Are gardeners terrorists? You’d think so looking at the sign posted outside the San Diego County Fair.
This gardener took advantage of the “Furlough Friday” deal for state employees (free admission!) and checked out the offerings of the fair for the first time in half a decade. I guess the rationale of free admission was to get more people in the gate to partake of the rides and stunt food–you know, the bizarre offerings that often involve impaling something on a stick, sticking it in batter, and then deep-frying it. I searched all over for the worst of the worst stunt food but the best (worst?) I could find was a stand offering “fried Twinkie lattes”–really nothing more weird than a vanilla latte–and this trailer selling chocolate covered bacon. Neither dish really seemed to be deep fried, so I guess they’re getting with the health-conscious kick…
My main destination was the outdoor garden displays, where the main point of each display seemed to be either attracting new customers to the landscape firms there or–in the case of the non-profit institutions and garden clubs–education. The fair’s never been about landscape design as a high art, but there’s always interesting stuff there.
If there was theme to the displays this year, “edibles” seemed to be the word, keeping up the health-conscious theme of the not-deep-fried chocolate-covered bacon. This display by the San Diego Botanic Garden in Cooperation with the San Diego Water Authority won the prize for the best edible landscape. The display also won an award for the exhibit that arranged plants in a way that demonstrated “good taste.”
It featured food crops and ornamentals of all sorts as long as they fit into the purple-pink-green-silver palette, and demonstrated that a garden with veggies could be as pulled together as any other garden. In its combination of cool-weather crops (such as purple cabbage) with warm-weather ones (like basil and squash) it was also a reminder that this is a garden show than a real-world garden.
Here are a few more photos of displays that played with the edibles theme:
I kept my eye out for uses of native plants, but there were almost none. Part of that is probably because the majority of the charismatic flowering natives do their thing at the end of winter or during spring.
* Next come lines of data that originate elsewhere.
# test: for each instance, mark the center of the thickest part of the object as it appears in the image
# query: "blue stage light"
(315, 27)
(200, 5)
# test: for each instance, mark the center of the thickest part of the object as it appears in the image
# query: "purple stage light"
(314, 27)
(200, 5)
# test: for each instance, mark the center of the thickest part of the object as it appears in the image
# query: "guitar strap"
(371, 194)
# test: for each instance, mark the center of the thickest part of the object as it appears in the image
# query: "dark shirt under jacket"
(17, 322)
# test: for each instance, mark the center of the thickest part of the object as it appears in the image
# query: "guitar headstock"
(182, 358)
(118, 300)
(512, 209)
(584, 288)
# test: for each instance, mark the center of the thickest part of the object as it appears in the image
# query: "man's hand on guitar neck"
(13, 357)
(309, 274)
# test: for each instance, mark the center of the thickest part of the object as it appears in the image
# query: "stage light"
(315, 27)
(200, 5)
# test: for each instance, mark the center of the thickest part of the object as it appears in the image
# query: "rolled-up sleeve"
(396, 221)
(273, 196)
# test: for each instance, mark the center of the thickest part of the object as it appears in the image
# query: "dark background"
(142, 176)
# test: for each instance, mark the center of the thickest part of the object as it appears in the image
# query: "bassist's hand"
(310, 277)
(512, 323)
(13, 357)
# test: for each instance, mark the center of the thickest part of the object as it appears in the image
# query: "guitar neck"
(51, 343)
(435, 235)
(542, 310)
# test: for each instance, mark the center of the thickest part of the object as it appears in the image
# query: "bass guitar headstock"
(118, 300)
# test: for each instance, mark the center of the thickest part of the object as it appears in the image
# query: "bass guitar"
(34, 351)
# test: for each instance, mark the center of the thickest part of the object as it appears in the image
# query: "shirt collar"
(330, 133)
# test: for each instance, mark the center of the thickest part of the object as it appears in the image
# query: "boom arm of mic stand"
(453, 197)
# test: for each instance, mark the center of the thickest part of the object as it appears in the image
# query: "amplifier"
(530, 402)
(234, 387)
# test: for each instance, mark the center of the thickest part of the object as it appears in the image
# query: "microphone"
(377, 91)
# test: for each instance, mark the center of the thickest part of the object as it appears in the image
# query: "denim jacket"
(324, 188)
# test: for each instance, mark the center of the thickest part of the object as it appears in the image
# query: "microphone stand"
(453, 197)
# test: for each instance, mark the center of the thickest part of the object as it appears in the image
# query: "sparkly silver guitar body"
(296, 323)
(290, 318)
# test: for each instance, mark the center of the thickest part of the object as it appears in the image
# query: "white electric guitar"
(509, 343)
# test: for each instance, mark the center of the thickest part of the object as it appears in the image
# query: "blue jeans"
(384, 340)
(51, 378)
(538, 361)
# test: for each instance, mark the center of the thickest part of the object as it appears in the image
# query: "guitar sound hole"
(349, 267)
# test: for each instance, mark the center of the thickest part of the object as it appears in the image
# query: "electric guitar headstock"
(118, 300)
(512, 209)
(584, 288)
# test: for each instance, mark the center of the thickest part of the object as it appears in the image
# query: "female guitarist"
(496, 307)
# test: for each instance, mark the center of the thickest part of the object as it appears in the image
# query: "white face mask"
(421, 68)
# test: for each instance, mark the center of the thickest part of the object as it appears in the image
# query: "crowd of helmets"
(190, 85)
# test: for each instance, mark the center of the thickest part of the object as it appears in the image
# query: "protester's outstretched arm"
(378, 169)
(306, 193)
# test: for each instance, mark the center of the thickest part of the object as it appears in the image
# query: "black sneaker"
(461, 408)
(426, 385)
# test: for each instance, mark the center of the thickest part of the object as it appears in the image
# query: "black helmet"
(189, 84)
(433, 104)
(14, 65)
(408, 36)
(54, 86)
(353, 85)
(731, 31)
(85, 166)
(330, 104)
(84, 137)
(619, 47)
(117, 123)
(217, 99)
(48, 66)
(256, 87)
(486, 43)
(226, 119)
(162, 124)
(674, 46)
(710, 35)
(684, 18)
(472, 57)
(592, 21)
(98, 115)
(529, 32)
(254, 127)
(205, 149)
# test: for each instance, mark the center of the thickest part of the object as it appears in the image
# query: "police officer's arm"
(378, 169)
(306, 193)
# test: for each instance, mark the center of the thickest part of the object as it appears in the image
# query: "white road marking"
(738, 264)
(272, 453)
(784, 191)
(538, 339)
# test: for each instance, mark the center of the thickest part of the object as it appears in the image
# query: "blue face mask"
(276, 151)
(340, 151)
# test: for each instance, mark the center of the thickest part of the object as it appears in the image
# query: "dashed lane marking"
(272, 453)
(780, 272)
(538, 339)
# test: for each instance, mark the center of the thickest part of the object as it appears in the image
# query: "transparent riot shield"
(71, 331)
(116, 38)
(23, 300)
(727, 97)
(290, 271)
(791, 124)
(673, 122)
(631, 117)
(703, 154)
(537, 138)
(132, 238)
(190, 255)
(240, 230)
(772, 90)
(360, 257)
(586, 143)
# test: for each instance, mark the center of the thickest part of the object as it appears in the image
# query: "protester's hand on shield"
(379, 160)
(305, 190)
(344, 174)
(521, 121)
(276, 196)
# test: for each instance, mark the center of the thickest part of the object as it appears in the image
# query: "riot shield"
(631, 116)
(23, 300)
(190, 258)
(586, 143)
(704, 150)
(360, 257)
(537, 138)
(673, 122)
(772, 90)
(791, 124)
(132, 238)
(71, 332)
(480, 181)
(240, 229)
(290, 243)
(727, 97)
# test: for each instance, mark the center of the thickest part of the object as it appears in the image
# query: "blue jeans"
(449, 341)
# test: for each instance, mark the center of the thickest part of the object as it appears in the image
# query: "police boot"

The one main exception was a small display by native plant specialist Tree of Life Nursery.
Inside, in the adjacent exhibits building, there was a flower show going on, with roses and dahlias and gladiolus and lots of cubbies with flower arrangements. And that’s where I saw a few more natives, where they had a category for cut native flowers. So there was more monkeyflower here, along with one of the bush poppies (Dendromecon) and some matilija poppies.